Romania's prime minister-designate Dacian Ciolos named a technocrat government on Sunday, tapping European Union experts as well as private sector leaders to steer the country until elections next year. Ciolos, 46, was tasked on Tuesday by President Klaus Iohannis with forming a new government after ex-premier Victor Ponta stepped down following mass anti-government protests sparked by a night-club fire that killed 55 people in Bucharest.
"My goal was to name competent and experienced people, Romanians who work in European Union administration or in civil society," said Ciolos, a former EU agriculture commissioner.
Ex-International Monetary Fund expert and European Commission analyst Anca Paliu-Dragu has been named to head the finance ministry, a key post with the government's first order of business being to prepare a 2016 budget. Incoming justice minister Cristina Guseth worked for the European Commission in Bucharest and since 1998 has headed the Romanian branch of pro-democracy group Freedom House.
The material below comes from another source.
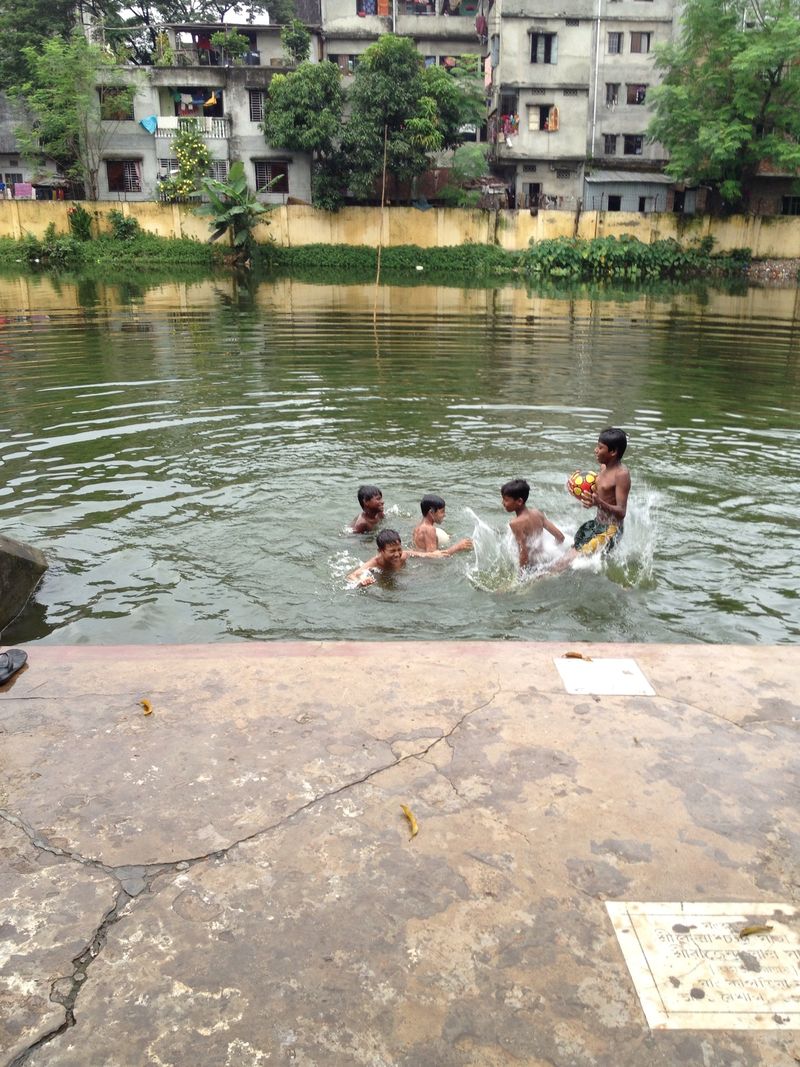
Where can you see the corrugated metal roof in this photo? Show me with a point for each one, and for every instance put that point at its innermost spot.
(641, 176)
Romania's former ambassador the EU, Mihnea Motoc, was named minister of defence, while an advisor to the Romanian delegation to Brussels, Achim Irimescu, was given the post of agriculture minister. The Ministry of European Funds will be headed by an official from the European Bank of Reconstruction and Development, Aura Raducu, while career diplomat Lazar Comanescu, a former foreign minister, has been tapped to for foreign affairs. Several members of the incoming government, including heads of economy and communications, are from the private and non-profit sectors.